Pese a que vio y sufrió lo que vio, no recuerda nada, aunque hayan pasado los días y los meses. Hicieron una tomografía de su cabeza por si los golpes y los traumatismos la habían afectado para siempre. No (o no se sabe bien; los gestos de los tomografistas eran ambiguos). Nada recuerda, lo que es normal dijo el especialista médico, a tal punto que recién los dolores principales y traumas neurológicos iban a aparecer en plenitud loca dentro de dos semanas. Parece que es así. Hay momentos en que Mita existe en blanco, no conoce a nadie, no sabe dónde está. Sí, a intervalos, ha recuperado la total conciencia del choque y sueña con la cara de barba rala que se estampó contra el parabrisas; el parabrisas se había roto y la cortó en el cuello, unas esquirlas también se metieron muy adentro de un ojo. Llora sin ver sus lágrimas y dice que no quiere saber nada del auto, que lo venderá así como está, no podría manejarlo nunca más ya que siempre tendría presente esa cara deforme y horrenda contra sus ojos cada vez que se sentara tras el volante. Duerme con esa pesadilla.
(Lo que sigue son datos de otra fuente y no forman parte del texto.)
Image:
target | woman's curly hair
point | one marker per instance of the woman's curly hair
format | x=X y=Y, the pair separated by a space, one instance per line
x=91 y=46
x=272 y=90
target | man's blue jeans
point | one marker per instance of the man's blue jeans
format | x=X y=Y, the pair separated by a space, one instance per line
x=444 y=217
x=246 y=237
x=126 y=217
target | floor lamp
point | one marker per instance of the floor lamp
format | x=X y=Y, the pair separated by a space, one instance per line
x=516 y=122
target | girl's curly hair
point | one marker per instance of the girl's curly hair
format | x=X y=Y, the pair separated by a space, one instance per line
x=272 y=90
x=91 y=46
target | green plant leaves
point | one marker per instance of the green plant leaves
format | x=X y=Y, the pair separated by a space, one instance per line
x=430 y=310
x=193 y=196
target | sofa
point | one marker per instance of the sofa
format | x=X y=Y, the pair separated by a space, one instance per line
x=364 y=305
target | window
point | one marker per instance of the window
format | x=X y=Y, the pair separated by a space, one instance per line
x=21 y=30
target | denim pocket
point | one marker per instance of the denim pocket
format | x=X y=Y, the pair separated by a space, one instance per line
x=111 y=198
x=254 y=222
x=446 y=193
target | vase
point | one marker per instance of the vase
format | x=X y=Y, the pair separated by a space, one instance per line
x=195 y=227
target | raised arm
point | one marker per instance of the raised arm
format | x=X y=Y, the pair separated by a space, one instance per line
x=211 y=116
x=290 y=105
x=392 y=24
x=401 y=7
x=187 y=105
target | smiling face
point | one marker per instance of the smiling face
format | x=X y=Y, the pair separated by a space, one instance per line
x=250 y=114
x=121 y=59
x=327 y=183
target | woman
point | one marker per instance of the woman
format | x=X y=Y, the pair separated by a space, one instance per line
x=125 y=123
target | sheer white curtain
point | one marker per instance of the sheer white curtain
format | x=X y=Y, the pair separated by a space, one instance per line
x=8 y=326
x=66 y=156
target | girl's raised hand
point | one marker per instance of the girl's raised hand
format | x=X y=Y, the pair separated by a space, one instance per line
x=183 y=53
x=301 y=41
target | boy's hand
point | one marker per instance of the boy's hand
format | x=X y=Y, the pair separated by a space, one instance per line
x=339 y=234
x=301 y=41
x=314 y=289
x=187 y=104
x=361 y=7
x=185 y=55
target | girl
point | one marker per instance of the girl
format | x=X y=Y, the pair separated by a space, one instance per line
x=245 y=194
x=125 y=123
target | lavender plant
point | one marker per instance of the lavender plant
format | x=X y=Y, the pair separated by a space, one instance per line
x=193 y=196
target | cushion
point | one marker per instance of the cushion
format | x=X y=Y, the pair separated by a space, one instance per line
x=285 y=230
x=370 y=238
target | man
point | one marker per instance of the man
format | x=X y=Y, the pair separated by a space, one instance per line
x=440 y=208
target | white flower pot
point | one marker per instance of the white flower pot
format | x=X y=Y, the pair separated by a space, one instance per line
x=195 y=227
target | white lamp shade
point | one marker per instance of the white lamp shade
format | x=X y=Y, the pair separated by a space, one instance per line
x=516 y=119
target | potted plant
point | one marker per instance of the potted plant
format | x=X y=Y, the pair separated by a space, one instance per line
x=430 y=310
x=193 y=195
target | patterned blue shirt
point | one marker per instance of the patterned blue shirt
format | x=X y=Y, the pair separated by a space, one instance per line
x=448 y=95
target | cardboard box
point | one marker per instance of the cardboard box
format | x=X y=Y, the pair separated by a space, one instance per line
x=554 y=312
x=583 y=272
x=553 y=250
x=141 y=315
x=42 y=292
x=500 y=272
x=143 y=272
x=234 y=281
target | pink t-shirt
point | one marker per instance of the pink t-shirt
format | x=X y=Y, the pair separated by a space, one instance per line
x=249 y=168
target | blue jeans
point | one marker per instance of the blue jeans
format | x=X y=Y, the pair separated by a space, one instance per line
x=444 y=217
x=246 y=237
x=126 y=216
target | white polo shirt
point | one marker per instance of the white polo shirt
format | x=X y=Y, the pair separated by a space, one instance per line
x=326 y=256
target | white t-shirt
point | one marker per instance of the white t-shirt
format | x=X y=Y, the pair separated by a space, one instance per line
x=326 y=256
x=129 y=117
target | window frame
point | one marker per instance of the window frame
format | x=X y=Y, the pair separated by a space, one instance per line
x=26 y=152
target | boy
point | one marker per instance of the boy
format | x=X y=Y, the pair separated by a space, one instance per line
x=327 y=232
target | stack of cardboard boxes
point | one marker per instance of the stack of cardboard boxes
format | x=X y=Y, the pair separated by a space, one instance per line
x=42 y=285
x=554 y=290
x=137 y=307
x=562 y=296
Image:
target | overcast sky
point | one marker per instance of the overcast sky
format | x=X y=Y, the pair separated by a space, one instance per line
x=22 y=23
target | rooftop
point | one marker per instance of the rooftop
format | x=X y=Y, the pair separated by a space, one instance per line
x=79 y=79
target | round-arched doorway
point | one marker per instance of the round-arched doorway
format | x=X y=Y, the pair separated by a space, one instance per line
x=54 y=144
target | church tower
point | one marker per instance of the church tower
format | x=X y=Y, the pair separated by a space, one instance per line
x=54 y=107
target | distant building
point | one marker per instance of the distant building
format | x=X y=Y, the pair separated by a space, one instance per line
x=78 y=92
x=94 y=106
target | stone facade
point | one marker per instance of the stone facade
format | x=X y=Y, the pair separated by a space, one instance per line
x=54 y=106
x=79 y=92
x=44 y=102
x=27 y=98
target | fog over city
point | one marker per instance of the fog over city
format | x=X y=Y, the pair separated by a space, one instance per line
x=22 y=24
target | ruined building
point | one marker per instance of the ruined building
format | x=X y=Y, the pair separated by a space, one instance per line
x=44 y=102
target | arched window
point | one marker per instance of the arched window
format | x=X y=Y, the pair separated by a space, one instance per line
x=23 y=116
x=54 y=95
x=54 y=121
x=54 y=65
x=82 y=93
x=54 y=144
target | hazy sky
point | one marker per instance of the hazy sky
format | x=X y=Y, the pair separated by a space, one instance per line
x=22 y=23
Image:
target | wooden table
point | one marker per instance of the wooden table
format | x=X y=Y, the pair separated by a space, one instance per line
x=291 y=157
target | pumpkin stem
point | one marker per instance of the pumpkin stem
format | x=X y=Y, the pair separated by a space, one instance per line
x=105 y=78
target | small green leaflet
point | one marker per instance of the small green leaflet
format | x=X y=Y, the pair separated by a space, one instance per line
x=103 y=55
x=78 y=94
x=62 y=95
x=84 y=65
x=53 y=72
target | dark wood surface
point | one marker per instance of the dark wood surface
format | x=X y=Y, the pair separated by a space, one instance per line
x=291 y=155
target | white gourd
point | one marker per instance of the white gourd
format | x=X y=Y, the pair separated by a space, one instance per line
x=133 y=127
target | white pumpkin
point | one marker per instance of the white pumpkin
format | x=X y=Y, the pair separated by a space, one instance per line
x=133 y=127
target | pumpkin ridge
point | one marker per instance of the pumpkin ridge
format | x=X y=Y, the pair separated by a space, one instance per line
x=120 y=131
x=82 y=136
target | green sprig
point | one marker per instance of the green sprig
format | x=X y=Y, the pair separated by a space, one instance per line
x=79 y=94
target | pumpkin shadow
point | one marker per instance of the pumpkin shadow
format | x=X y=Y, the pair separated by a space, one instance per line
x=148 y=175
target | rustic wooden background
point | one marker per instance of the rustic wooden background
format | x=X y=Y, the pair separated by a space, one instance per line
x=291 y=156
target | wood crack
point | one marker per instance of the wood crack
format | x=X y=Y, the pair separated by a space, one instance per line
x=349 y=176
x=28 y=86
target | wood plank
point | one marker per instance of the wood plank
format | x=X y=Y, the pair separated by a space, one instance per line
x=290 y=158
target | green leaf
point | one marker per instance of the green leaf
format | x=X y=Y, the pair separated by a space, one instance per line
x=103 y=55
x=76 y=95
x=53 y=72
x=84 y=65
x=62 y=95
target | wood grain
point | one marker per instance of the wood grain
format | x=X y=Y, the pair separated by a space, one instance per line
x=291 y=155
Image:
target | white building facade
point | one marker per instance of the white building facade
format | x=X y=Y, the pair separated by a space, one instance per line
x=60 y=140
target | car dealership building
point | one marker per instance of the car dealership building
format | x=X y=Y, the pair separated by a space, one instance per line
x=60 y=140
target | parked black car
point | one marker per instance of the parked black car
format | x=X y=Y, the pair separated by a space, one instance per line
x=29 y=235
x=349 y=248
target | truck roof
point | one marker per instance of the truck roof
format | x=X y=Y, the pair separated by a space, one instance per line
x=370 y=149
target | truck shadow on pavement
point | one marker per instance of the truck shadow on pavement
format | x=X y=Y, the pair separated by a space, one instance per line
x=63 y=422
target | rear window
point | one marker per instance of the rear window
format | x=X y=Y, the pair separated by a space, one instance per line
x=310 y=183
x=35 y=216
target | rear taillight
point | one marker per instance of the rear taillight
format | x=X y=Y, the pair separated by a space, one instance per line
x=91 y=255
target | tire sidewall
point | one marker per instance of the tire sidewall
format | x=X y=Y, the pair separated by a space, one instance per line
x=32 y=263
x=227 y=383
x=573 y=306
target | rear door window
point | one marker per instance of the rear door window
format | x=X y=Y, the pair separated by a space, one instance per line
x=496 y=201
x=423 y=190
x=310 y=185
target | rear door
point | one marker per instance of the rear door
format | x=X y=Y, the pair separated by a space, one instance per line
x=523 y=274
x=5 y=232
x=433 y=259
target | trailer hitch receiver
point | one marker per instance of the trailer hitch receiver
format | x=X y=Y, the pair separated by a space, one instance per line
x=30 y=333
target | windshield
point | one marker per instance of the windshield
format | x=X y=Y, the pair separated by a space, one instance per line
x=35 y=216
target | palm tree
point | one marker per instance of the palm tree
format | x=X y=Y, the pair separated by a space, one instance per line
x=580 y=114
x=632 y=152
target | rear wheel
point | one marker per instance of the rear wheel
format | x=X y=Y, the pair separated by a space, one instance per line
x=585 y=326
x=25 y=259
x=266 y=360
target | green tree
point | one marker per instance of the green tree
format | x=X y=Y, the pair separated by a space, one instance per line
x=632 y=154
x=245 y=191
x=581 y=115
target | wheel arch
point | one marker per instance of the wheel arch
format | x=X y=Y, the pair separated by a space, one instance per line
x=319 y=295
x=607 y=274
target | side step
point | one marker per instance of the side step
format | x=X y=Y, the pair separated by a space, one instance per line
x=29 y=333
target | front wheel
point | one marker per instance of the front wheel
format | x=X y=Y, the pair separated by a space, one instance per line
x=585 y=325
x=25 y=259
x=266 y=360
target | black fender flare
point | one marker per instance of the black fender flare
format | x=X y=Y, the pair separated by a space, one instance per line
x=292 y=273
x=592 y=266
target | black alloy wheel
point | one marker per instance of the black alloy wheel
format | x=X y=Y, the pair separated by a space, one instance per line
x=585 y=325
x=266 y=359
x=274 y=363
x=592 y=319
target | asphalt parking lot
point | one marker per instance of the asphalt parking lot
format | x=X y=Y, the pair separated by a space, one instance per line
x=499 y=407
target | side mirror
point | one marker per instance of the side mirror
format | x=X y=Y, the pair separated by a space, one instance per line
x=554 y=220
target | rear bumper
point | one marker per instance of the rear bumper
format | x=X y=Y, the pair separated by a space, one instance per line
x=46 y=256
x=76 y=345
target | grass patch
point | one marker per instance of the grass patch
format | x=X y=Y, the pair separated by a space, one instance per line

Prácticamente duerme sentada y le cuesta cerrar el párpado sobre el ojo ya operado, a veces lo estira sobre el ojo y luego se coloca un antifaz. Todavía tiene una esquirla en lugar muy delicado por lo que el cirujano oculista no quiere saber nada hasta tanto se normalice ella de su cerebro y pueda así atenderla adecuadamente, con paciencia, no fuera cosa de arruinarle el único ojo bueno. Antes del suceso Mita ya tenía inconvenientes al momento de renovar la licencia semestral de conducir. En el hospital del pueblo, si le hacían la prueba de la vista, se colocaba anteojos recetados para la miopía, pero pasada la prueba los ignoraba porque decía que el propio vidrio combado del parabrisas la ayudaba a visualizar correctamente el tránsito. El antiguo director del hospital se reía y firmaba la aprobación del sicofísico con la recomendación de que no condujera fuera de la jurisdicción del pueblo.

                         Odilon Redon, “Hubo tal vez una visión primera ensayada en la flor”. Lámina II del álbum “Los orígenes” (1883). © Gemeentemuseum, La Haya.

Por otro lado, el seguro del automóvil no cubre nada. Uno de los nietos llamó a la compañía y vinieron, miraron y dijeron que no se hiciera problema, todo estaba cubierto, pero luego apareció un inspector y abogado; a la clínica fue, a avisarle que el seguro sólo cubría siniestros totales y como el auto no estaba hecho mierda del todo ni ella tampoco (el inspector no hablaba así, es traducción de Mita), la cobertura no la iba a ayudar en la restauración o cambio del auto, sí contra terceros, es decir los otros dos cuyos destinos terrenales seguían aún sin resolverse en sendas camas de hierro del hospital Molas. 
Es más, los motociclistas, según pidió ella averiguar, no tienen donde caerse muertos, ni siquiera son capaces de mostrar un carné, título de propiedad de la moto ni propiedad alguna, así que no podrían sacarle nada a ninguno de los dos autores del choque. Ni la compañía de seguros ni la propia Mita. Esto la desconcierta unos segundos cada vez que el recuerdo se repite, pero enseguida se pone a llorar.